O ancora: sapete qual è il divario negli organici tra Puglia e Toscana? Oltre 19.500 dipendenti in più in favore di quest’ultima. E tra la Puglia e il Veneto? Nella regione di Zaia sono impiegati, solamente nel settore sanitario, 13.441 lavoratori in più. Se invece prendiamo in considerazione il Piemonte, la differenza è di oltre 15mila dipendenti. Esaminando i dati delle singole regioni emerge ancor più chiaramente il divario: la Valle d’Aosta può contare su un rapporto di 17,5 dipendenti ogni mille abitanti, il Friuli Venezia Giulia di 16,2 lavoratori ogni mille abitanti, seguono Liguria (15,2), Toscana (13,7), Sardegna (13,5), Emilia Romagna (13), Piemonte (12,6), Umbria (12,6), Marche (12,5). Per trovare la prima regione del Mezzogiorno bisogna scendere sino al 12° posto: lì c’è la Basilicata che, con un rapporto di 12,4 dipendenti ogni mille residenti, è l’unica del Sud sopra la media nazionale (10,8), davanti al Veneto (12,2).

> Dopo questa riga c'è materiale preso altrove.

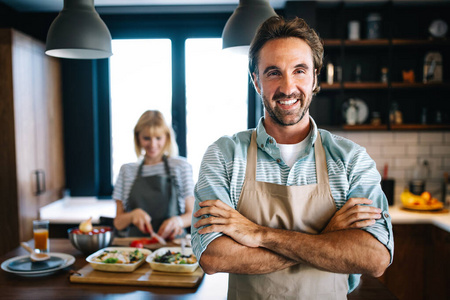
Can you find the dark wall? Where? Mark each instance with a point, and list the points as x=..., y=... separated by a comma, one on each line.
x=86, y=112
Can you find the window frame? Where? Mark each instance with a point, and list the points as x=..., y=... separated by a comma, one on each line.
x=178, y=28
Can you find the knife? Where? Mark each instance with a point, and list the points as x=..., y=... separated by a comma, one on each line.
x=160, y=239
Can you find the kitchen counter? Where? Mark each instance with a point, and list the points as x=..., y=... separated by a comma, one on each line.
x=58, y=286
x=440, y=219
x=73, y=210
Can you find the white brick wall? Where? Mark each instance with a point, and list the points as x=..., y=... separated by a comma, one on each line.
x=402, y=150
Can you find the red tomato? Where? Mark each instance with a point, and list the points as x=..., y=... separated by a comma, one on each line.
x=147, y=241
x=137, y=244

Le altre regioni del Mezzogiorno devono fare le nozze con i fichi secchi: il Molise ha un rapporto di 9,9 lavoratori per ogni mille abitanti, seguono Calabria (9,6), Puglia (8,9), Sicilia (8,8), Lazio (7,9) e infine Campania, con soli 7,8 dipendenti ogni mille abitanti. Il risultato di anni di definanziamento della sanità del Sud: basti pensare che dal 2012 al 2017, nella ripartizione del fondo sanitario nazionale, sei regioni del Nord hanno aumentato la loro quota, mediamente, del 2,36%; altrettante regioni del Sud, invece, già penalizzate perché beneficiare di fette più piccole della torta dal 2009 in poi, hanno visto lievitare la loro parte solo dell’1,75%, oltre mezzo punto percentuale in meno.

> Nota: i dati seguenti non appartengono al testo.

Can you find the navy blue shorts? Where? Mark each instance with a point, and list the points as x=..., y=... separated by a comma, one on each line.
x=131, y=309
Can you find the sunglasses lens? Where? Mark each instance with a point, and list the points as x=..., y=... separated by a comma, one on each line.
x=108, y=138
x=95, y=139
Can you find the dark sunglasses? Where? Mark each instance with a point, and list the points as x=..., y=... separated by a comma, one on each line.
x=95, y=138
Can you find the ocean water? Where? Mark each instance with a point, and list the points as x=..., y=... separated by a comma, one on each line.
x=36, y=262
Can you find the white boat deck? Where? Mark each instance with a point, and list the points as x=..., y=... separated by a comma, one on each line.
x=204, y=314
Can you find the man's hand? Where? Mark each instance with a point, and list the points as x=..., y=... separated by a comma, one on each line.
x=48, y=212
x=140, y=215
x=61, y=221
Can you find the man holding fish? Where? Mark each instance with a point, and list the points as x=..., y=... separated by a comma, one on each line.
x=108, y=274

Tradotto in euro, significa che, prendendo in considerazione solamente gli anni dal 2012 al 2017, Liguria, Piemonte, Lombardia, Veneto, Emilia Romagna e Toscana hanno ricevuto dallo Stato poco meno di un miliardo in più (per la precisione 944 milioni) rispetto ad Abruzzo, Puglia, Molise, Basilicata, Campania e Calabria. Mentre al Nord sono stati trasferiti 1,629 miliardi in più nel 2017 rispetto al 2012, al Sud sono arrivati soltanto 685 milioni in più.